David Stacy, you will be missed

David Stacy

David Stacy could often be seen on the Bellevue College campus with a smile and occasionally a guitar. He was an unfailingly kind professor who was loved at BC since 1987. Stacy passed away on Dec. 14, 2011, but he will always be remembered with a smile.

Stacy passed away suddenly and unexpectedly, but of natural causes. For legal reasons, no other information on his death was available.

At Bellevue College, Stacy taught Math 120, Math 130, Statistics, and was the head of the math department. He also loved music, especially the guitar, and enjoyed walking outdoors. He was an excellent teacher, and many students called him the “best professor I’ve ever had!”

The door on his office is covered with memories from students and friends, postings and gratitude. “David,” one posting, signed by Jennifer, begins, “I am sure you are playing music and walking in nature…Words cannot describe the extent to which you will be missed. Thanks for all you have done, for all you have touched.”

Henry A. Amaya, a colleague of Stacy’s, posted a letter on Stacy’s wall. “My friend, I will miss you and wherever you are, I am sure you are counting the clusters of stars while playing your guitar in eternal harmony.”

Wendy, a student of Stacy’s, wrote: “You are one of the kindest, fairest and nicest human beings I had the privilege to meet. You have made an undeniable impact on my life.”
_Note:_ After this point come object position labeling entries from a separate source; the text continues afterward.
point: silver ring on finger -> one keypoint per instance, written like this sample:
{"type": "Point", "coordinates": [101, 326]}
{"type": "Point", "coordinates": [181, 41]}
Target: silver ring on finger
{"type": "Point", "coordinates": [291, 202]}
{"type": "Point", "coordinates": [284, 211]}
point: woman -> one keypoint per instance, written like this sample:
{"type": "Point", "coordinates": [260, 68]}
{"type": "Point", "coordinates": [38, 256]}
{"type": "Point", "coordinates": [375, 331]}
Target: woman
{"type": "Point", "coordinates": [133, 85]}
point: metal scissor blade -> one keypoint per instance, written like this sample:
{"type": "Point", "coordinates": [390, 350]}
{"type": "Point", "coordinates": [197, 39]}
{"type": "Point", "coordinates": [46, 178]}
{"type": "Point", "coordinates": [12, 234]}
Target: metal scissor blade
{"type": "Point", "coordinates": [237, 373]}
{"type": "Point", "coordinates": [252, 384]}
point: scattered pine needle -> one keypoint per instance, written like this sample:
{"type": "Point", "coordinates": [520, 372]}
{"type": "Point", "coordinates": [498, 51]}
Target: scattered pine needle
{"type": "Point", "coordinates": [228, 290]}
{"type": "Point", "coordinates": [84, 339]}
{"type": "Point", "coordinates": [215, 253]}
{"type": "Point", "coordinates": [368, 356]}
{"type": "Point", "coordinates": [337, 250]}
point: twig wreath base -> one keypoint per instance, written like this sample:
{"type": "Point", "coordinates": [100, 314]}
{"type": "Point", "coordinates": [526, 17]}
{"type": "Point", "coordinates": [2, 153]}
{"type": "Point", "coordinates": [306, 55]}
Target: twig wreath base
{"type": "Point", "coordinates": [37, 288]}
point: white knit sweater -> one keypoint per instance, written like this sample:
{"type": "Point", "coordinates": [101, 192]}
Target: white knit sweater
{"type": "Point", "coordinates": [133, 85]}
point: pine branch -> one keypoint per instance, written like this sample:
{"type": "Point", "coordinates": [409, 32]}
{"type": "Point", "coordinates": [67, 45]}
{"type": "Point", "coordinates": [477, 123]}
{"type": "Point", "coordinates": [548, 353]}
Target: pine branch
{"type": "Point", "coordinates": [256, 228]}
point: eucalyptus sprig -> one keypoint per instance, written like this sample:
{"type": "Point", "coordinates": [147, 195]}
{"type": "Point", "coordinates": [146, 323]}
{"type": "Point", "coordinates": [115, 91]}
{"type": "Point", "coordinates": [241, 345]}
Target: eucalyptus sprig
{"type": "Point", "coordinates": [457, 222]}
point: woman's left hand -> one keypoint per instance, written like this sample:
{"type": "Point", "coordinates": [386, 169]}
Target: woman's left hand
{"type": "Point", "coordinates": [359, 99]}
Friends shared specific memories of him as well. Kate Bradley submitted this story:

“David was such a good, loyal friend. I can’t believe he is gone. I was on the Tenure Review Committee when he turned in his third year document. For his self-evaluation he wrote a one-page poem. I loved it. He was studying the history of mathematics at the time, and I remember a presentation he gave on archaeological digs and the conjectures of the origins of counting. I think his other interests eventually overshadowed that scholarly endeavor, but I’d like to see that remembered of him.”

Anyone who met David Stacy agreed that he was honest and fair, with a sense of humor, a love of nature, and a passion for students and teaching. Bellevue College benefited so much from having him here, and he will be missed by everyone.